Vaccari, il curioso che fissa l'istante. A Modena una sua retrospettiva
Notizia pubblicata il 13 dicembre 2007
Categoria notizia : Cultura
IL TEMPO TRASFERITO nella patina di una polaroid, l'inconscio cristallizzato nell'ossessione di un codice a barre. Franco Vaccari affida alla macchina fotografica compiti delicati, come registrare ciò che l'occhio non vede, ciò che lo sguardo non percepisce e che solo l'autonomia di uno scatto può indicare, quasi a voler dare un nome all'indefinito attraverso la casualità di un'inquadratura
Riandare al passato può voler dire farsi cogliere dal senso ipnotico di un ricordo tenuto in letargo da pagine che documentano quanto é stato, e che oggi testimoniano di un'epoca ormai resettata, sopravanzata da realtà barrate e la cui lettura é affidata al bip di apparecchiature elettroniche tipo quelle piazzate nelle casse di un supermercato.
"RADICI", così ha titolato un tratto della sua vicenda creativa, una striscia degli anni giovanili dove accenti neorealisti si stemperano in un dettato più rivolto al comportamento che non alla situazione in sè; dunque uno straniamento della semplice rappresentazione, con voci estranee ai moduli di una resa oggettiva del reale, quasi un voler dare ragione, nel superamento dialettico delle convenzioni iconografiche, del complicato rapporto tra senso e sentimento.
Già in quegli anni l'artista modenese evitava l'indugio formale e la contemplazione pittoricista, affidando invece all'obiettivo l'incarico di combinare semanticamente quelle variabili capaci di riportare atteggiamenti e reazioni della gente in ambiti diversi, ben oltre l'istantanea, al di là del semplice scatto.

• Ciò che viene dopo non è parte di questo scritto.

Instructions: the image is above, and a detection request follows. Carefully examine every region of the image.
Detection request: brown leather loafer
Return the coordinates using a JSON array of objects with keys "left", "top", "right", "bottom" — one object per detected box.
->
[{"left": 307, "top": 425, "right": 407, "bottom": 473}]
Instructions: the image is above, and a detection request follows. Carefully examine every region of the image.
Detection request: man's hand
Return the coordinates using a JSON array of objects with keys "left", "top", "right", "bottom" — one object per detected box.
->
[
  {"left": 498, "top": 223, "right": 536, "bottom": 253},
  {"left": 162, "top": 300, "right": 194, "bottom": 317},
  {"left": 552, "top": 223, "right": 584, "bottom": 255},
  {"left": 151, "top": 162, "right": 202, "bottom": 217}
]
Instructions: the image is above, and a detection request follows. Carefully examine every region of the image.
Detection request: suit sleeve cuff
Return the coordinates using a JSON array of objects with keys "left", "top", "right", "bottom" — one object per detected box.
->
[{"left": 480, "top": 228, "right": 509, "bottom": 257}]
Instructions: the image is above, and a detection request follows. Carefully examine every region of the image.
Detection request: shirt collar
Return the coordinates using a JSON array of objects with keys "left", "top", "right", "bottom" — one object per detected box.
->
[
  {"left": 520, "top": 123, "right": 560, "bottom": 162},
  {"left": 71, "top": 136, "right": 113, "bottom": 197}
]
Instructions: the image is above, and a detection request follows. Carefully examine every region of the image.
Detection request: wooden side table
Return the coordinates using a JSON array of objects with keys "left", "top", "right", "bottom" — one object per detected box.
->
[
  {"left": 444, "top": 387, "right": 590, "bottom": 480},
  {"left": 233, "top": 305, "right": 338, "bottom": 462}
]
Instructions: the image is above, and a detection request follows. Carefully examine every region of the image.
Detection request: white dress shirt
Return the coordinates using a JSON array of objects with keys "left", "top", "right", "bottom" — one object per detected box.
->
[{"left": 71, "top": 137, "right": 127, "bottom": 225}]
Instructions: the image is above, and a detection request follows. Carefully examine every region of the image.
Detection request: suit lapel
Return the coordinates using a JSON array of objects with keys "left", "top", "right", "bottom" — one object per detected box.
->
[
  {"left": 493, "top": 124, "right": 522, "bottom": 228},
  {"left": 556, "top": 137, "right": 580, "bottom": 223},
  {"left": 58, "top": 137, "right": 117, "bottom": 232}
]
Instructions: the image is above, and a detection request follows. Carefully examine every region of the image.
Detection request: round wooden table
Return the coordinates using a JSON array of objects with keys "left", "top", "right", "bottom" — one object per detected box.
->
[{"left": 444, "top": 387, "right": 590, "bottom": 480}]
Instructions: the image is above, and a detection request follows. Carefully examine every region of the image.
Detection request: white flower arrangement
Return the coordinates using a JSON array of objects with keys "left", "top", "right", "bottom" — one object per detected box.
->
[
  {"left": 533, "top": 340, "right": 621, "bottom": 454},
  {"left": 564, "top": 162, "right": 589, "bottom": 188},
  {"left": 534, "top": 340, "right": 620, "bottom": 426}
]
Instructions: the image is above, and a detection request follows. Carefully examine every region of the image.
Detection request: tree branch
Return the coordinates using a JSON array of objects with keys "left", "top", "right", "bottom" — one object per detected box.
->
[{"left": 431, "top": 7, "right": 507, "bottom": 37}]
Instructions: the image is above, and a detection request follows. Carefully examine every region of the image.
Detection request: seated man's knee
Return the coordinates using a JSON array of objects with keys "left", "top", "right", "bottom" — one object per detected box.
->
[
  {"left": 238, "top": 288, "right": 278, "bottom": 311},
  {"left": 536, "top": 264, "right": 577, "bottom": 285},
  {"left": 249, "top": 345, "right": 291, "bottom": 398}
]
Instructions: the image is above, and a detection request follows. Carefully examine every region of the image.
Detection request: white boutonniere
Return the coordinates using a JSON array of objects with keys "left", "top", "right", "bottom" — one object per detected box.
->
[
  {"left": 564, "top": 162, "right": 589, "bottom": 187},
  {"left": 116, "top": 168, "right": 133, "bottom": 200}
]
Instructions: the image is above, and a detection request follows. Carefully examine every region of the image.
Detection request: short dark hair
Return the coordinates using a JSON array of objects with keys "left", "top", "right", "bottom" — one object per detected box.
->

Oggi quelle immagini assomigliano a un viaggio di ritorno, a una retrodatazione che sul banco della memoria depongono per un grande vuoto, per un mondo diventato teatro di assenze.
MA "RADICI" é solo uno dei capitoli proposti nella mostra organizzata dalla Galleria civica di Modena e in programma fino al 17 febbraio. Curata da Luca Panaro e Roberta Russo, la rassegna raccoglie opere di Franco Vaccari del periodo 1955/1975. Vent'anni di fotografie, un rincorrersi di clic, di esplorazioni declinate secondo un imprescindibile approdo cognitivo che dimostra, nel succedersi di riprese svolte in tempo reale, interazione di linguaggi, nonchè una concettualità che lascia campo anche alla fantasia bizzarra, infine una sostanza binaria dove le immagini, accompagnandosi alle
parole, rafforzano antiche premonizioni di "Narrative art". LA POETICA di Vaccari é un film disseminato lungo un tratto d'epoca vissuto tra i dentelli di una pellicola che si é fatta riflesso di eventi trascorsi e di continue attenzioni a ciò che si può cogliere dove l'occhio della normalità non si posa. Un giorno decise di riprendere il mondo ad altezza di cane: «Per vedere con i suoi occhi – ricorda – abbassai la macchina dai soliti 170 centimetri ai cinquanta». Un'altra volta si fece fotografare mentre andava a esporre in una galleria bolognese, dall'acquisto del biglietto in stazione all'arrivo. In sala furono poi ritratti i visitatori, le cui immagini furono collocate in parete assieme alle sue.
L'ESPOSIZIONE modenese che si articola negli spazi della Palazzina dei Giardini e del Fotomuseo Giuseppe Panini, ricorda le fasi che hanno caratterizzato vent'anni di creatività . Ci sono le immagini che si ricollegano a viaggi su barconi e a quanto osservato all'Isola di Wight, ci sono "resoconti" di scritture su muri e sotterranei, e c'é la striscia che si riallaccia al periodo delle "tracce", tra cui la partecipazione alla Biennale di Venezia dove Vaccari, in una sala completamente spoglia, piazzò una photomatic e una scritta che invitava i visitatori a lasciare un segno di sè.
«Io mi sono limitato a innescare il processo facendo la prima photostrip; poi non sono più intervenuto. Alla fine dell'esposizione le strip accumulate erano oltre 6000». Un'esposizione in tempo reale, com'é avvenuto anche in altre occasioni, tipo quando l'invito a lasciare una traccia del proprio passaggio fu rivolto a ogni angolo d'Italia. Un migliaio le macchine installate e un numero incredibile le adesioni. Immaginate come custodie del tempo e dei sogni, sembrava che le cabine fossero state trasformate in interni di pensiero dove, in assoluta libertà e in modo disinibito, venissero registrate le impronte dell'essere.